Einer, der sich bereits die zweite Yacht in Kappeln bauen lässt, ist Phillipp Lubinus, Ärztlicher Direktor und Geschäftsführer des Lubinus Clinikums in Kiel. Er schätzt die große Erfahrung der Bootsbauer rund um die Schlei.
Drei Jahre hat es gedauert, bis die Vorstellung von seiner Yacht ausgereift war.

"Eigentlich habe ich die beiden Schiffe, die ich davor hatte, gedanklich miteinander verknüpft und versucht, aus jedem Schiff das Beste in einen Neubau zu integrieren. Das war ein Lastenheft von 25 Seiten, inklusive diverser Vorstellungen, was Bauarten angeht, Materialien und die generelle Auslegung als schnelles Reiseschiff."
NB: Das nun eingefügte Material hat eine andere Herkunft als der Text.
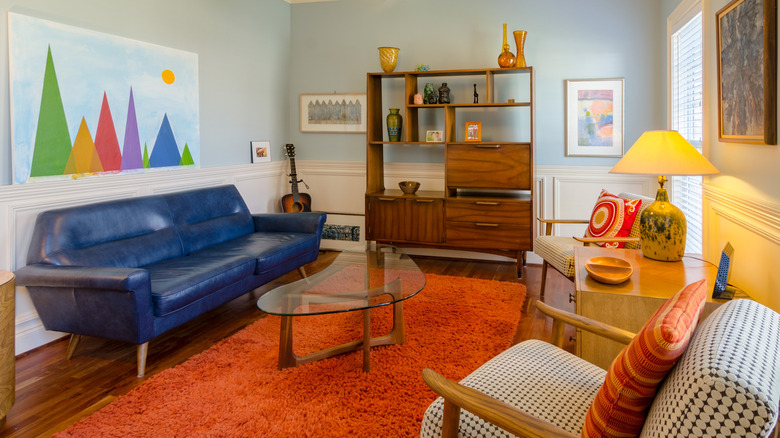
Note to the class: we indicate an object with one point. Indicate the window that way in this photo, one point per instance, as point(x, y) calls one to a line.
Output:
point(685, 110)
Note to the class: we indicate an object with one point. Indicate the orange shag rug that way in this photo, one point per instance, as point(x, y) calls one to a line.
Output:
point(234, 388)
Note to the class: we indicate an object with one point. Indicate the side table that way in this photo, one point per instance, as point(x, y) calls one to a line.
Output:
point(630, 304)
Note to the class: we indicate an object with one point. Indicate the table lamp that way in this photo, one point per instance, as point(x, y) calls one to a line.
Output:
point(662, 226)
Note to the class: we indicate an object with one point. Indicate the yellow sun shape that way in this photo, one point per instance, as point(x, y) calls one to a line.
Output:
point(168, 77)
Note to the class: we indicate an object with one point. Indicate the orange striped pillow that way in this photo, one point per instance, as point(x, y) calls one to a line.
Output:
point(621, 405)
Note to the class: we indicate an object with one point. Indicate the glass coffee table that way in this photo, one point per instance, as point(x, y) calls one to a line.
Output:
point(358, 279)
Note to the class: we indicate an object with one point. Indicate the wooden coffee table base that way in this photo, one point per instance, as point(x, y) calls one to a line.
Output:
point(288, 359)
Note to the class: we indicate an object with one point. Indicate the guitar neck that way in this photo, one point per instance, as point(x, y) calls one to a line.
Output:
point(294, 179)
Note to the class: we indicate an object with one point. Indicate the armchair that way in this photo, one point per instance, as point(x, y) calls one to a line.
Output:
point(558, 251)
point(725, 384)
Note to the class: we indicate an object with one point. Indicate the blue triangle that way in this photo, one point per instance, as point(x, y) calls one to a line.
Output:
point(165, 152)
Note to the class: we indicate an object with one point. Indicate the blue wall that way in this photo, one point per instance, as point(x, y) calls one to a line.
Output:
point(334, 44)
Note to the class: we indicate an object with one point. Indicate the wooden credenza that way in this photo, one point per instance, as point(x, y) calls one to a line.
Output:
point(630, 304)
point(487, 202)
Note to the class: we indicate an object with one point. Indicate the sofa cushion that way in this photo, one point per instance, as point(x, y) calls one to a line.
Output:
point(85, 235)
point(270, 249)
point(209, 216)
point(184, 280)
point(727, 383)
point(632, 380)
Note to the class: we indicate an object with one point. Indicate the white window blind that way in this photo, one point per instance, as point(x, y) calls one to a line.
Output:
point(687, 119)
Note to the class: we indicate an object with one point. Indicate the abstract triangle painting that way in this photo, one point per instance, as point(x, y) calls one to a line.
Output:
point(66, 79)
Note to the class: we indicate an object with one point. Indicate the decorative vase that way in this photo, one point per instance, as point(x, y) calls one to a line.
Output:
point(388, 57)
point(520, 41)
point(506, 59)
point(394, 124)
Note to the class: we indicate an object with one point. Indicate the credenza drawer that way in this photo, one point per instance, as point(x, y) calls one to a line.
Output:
point(489, 166)
point(484, 210)
point(489, 235)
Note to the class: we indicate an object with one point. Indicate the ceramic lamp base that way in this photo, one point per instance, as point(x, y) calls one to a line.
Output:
point(662, 230)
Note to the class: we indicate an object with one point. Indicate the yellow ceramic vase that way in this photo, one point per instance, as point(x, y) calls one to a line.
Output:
point(388, 58)
point(662, 230)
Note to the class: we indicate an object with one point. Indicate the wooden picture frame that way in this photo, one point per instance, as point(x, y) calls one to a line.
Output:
point(747, 71)
point(333, 112)
point(473, 131)
point(594, 117)
point(261, 151)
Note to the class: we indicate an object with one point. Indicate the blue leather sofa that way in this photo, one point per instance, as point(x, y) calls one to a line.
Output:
point(132, 269)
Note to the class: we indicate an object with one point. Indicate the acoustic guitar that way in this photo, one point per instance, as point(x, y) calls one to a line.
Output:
point(295, 202)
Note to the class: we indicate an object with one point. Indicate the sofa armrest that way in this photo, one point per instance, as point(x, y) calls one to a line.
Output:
point(87, 277)
point(311, 223)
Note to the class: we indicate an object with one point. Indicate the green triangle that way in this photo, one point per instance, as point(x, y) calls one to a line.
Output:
point(146, 157)
point(52, 139)
point(186, 157)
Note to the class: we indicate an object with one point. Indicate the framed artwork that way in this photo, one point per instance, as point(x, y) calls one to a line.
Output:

In Kappeln fand er den geeigneten Konstrukteur für sein Schiff, wurde fündig, bei Janssen & Renkhoff. Dort steht seine Wunschtraumyacht in strahlendem Sonnenschein vor der Halle, eine Weltneuheit. Superleichte Materialien wurden hier verarbeitet. Die Pinne besteht aus Kohlefaser, der Kiel ist schwengbar.

"Das ist sicherlich ne Vertrauenssache und den Werften geht durchaus ein Ruf voraus. Man guckt sich das an, was die schon gemacht haben und wie sie es gemacht haben."

Da freut sich der Yachterbauer. Und der Eigner?

"Das ist ein Aushängeschild der maritimen Industrie, gerade der Einzelbau."

Und im so genannten Refitbereich halten die norddeutschen Werften ebenfalls mit. Auch gebrauchte Yachten stehen hoch im Kurs. Die sind schneller verfügbar. Je nach Umbaumaßnahmen dauert ein Refit ein bis zwei Jahre. Horst Hoheisel.

"Es gibt wirklich Eigner, gerade in Osteuropa, sprich Russland, wo die sehr ungeduldig sind, da gibt es sogar Multimillionäre oder -milliardäre, die lassen gar nicht spachteln, weil sie die Zeit nicht abwarten können."

Für die Zukunft jedenfalls sieht man sich in Schleswig-Holstein im Neubau wie im Umbau gut gerüstet. Für nur Haareschneiden und Rasieren steuert jedenfalls kein Geschäftsmann den Norden an.